What a year it has been. I honestly do not know where to start, a rollercoaster of emotions, lessons, lovely memories and growth. I am just going to make a list of things I am grateful for and have learnt along the way. 

  1. Trust yourself. Blindly believe that you can do it. Being realistic is essential but not all the time, blind delusion, faith and hope. Trust you, your mind, your body and your willpower. Most of all trust God, or which ever higher power you ascribe to. 

  2. Learn to let go. It is easier said than done but sometimes it is needed. Let go; the good, the bad, the hate & hurt. Evolve. Change is the only constant in life, let go, move on and evolve. 

  3. Do it. Do something, anything, fight and push through. Life is too short to give up on yourself so soon. Hurt happens, joy is temporary, heck life is temporary. Live it a day at a time. 

  4. Pain is inevitable, suffering is optional. That is something I have decided to live by. We are born into this world in pain, we carry it with us in our bones. No one leads a pain free life. Do not waste your time suffering from it as well. 

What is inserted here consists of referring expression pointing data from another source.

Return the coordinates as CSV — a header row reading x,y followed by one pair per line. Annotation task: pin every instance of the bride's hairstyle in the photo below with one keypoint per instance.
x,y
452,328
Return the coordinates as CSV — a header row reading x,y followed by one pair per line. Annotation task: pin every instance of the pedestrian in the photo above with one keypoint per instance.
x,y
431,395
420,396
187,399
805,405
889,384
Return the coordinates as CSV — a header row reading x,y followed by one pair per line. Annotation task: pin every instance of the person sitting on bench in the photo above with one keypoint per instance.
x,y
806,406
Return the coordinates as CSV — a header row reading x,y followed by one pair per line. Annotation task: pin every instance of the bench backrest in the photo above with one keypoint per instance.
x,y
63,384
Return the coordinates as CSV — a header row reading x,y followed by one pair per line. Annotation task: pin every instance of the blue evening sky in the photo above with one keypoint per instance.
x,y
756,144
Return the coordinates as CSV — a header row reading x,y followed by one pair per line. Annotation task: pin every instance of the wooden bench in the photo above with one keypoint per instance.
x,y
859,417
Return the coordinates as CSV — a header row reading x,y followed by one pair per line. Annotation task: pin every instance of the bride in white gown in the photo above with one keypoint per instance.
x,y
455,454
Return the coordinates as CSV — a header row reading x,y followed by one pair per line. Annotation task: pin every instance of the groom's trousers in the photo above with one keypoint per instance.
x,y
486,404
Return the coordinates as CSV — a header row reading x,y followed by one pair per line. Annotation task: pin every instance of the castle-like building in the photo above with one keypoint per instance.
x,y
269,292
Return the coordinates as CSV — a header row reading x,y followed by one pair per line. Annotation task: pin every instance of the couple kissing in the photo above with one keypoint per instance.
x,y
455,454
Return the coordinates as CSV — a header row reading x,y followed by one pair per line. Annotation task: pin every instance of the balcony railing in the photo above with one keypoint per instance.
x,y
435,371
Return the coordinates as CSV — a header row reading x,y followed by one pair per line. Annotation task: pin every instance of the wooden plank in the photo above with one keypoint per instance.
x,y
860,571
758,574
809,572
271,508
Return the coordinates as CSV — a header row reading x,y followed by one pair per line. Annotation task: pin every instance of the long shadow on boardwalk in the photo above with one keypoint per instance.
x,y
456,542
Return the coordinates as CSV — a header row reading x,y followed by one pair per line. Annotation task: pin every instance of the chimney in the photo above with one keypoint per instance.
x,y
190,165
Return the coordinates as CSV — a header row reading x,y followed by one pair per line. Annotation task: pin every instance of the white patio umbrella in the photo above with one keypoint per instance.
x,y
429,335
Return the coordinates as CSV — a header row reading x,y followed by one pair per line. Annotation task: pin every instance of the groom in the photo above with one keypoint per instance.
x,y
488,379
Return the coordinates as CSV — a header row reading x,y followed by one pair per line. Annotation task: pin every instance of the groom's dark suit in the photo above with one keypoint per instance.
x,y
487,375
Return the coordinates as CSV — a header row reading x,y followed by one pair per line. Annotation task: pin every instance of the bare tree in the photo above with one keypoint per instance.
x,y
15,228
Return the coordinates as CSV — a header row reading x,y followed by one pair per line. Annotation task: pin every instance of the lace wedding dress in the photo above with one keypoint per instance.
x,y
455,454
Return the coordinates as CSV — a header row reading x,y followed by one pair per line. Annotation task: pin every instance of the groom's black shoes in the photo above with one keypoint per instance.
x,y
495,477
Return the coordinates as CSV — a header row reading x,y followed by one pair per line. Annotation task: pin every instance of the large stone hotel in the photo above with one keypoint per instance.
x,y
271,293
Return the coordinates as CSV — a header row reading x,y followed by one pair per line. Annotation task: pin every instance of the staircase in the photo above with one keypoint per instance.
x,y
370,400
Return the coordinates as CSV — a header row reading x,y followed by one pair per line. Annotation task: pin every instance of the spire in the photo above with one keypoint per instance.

  5. Make mistakes, learn from them. Our system has set us up to fail and somehow making mistakes is seen as such a punishable offence. Make the damn mistakes, fail, give up, fall down, hit rock fucking bottom and then feel that pain. Remember it. Start your climb. You will never learn unless you fail 

  6. I may sound all glass half full, but I have made some pretty rash decisions this year from quitting my job to starting 101 projects I have not finished yet. I can at least say I tried. 

  7. Be human. It's a tough thing to do these days. Practice humanity. It is an unkind world. People kill people for fun. Rape, murder, addiction, anger all of it is so normal. The hatred people feel against different genders, animals, all of it. It is a hard world. Be humane. 

Though I did say all of this, I am currently stuck. Stuck in a place like a dust collecting inanimate object. It feels like everyone I know has moved on to better places. relationships, jobs. But I am stuck. The same people. arguments, life. I cannot help but feel the resentment build in my throat and I cough out a joke and smile about it while I simultaneously try to live up to the unattainable expectations my family has set upon me. As a single child, most of the time I feel pretty alone. Like it's normal, but the loneliness I feel is something not a lot of people get. I was forced to be my own company from a young age, and now when I see people celebrating and enjoying life I cannot help but wonder HOW DOES THAT FEEL? 

So there are days where I resent everyone and everything. I feel jealous, angry and left out. I have cocooned myself so much that I do not know how to get it. Though my parents claim the magic carrot called Marriage will be my great escape. But what if it is another never ending cycle, where I am stuck all over again. The carousel never stops turning. 

Yet, all is not in vain. Being stuck has its perks. You notice things slip through the cracks, kinks in the armour and most of all you learn secrets. Secrets that are now whispered in your ear just because you are stuck. You learn a lot in wait. So maybe I will chew my words when I say I am stuck, I ought to be saying I know stuff. I know stuff I shouldn’t and stuff that should be public knowledge. But being stuck is good. 

Besides that, this year has been fun. I am very grateful for the ones who stayed, even more so for the ones who left. Maturing is crazy work, and I am typing this out like I would a text but I am in one of my many moods at the moment and this is how its going to sound. Till I see you next year, a lots of wisdom, grass and energy.